В душе Богдана робко шевельнулся какой-то ответ, но гетман не захотел его слушать и, рванув себя за волосы, опустился в изнеможении на лаву.

Между тем в лагере происходила следующая странная сцена.

Возле посла, привезшего Богдану письмо от Богуна, столпилась кучка козаков, — случилось одно непонятное обстоятельство. Передав джуре письмо к гетману, посол успел только вскрикнуть: «Морозенко!» — и повалился с лошади. Козачка подняли, уложили на керею, вспрыснули водою, но он не открывал глаз. Все стояли кругом в недоумении, не понимая, что случилось с послом.

— Да вы посмотрите, не ранен ли хлопец? — заметил один из зрителей.

— Не видать, — ответили ближайшие.

— Не умер ли? — осведомился другой, посматривая с со­мнением на бледное лицо хлопца.

— Нет, дышит, только тихо, — пожал плечами третий.

— Доложить бы гетману, — вставил еще кто-то.

— Куда там! Гетману теперь не до того! — вскрикнул джура Богдана, находившийся тут же.

— Так вот Морозенка, что ли, позвать? — вспомнил первый. — Ведь хлопец что-то крикнул о нем... может, брат?

— Морозенка! Морозенка! Уж он верно что-нибудь знает! — вскрикнули разом несколько голосов. — А ну, хлопцы, пошукайте его!..

Несколько козаков отделились от группы и бросились по лагерю. Через несколько минут к столпившимся вокруг бесчувственного посла подходил уже встревоженный Морозенко.

— А что такое? Что случилось здесь, панове? — спросил он еще на ходу.

— Да вот здесь к батьку гетману посол от Богуна, — ответил ему один из ближайших козаков, — отдал пакет да так и повалился замертво наземь. Только и успел крикнуть: «Морозенко!» А что он, хотел ли сказать тебе что от Богуна, или увидеть тебя — не знаем.

Но Морозенко уже не слушал дальнейших объяснений козака. Как безумный бросился он вперед, расталкивая толпу и повторяя одну фразу:

— Где он? Где он?

— А вон, — указал ему в сторону хлопца один из передних зрителей.
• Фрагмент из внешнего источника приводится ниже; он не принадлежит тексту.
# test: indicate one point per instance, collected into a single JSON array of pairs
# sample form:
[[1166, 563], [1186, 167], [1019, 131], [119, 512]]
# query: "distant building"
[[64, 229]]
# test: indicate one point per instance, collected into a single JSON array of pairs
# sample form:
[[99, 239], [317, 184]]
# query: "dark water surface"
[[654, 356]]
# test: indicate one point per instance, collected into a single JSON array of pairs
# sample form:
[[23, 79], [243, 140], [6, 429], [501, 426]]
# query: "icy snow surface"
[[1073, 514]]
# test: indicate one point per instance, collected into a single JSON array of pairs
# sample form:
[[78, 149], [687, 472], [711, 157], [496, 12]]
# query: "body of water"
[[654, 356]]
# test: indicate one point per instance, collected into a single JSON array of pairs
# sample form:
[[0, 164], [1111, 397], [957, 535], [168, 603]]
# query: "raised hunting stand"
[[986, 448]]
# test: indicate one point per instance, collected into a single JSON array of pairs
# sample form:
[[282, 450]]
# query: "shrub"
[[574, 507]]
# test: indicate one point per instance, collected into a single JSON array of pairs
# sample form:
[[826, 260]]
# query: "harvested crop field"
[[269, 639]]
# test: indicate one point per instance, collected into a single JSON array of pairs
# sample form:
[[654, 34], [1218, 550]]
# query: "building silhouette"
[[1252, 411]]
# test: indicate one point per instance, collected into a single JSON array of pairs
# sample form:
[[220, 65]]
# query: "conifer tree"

Стремительно бросился Морозенко к лежавшему на земле козачку, остановился на мгновение, словно ошеломленный громом, и вдруг какой-то безумно-радостный, а вместе с тем отчаянный вопль вырвался из его груди. Упавши на колени около козачка, он схватил его за руку, припал ухом к его груди и, поднявши голову, крикнул, задыхаясь:

— Жива! Жива! Скорее горилки... воды!

Изумленные, растерянные зрители бросились исполнить просьбу Морозенка, и через несколько минут подле него стояла уже кварта горилки и кувшин воды.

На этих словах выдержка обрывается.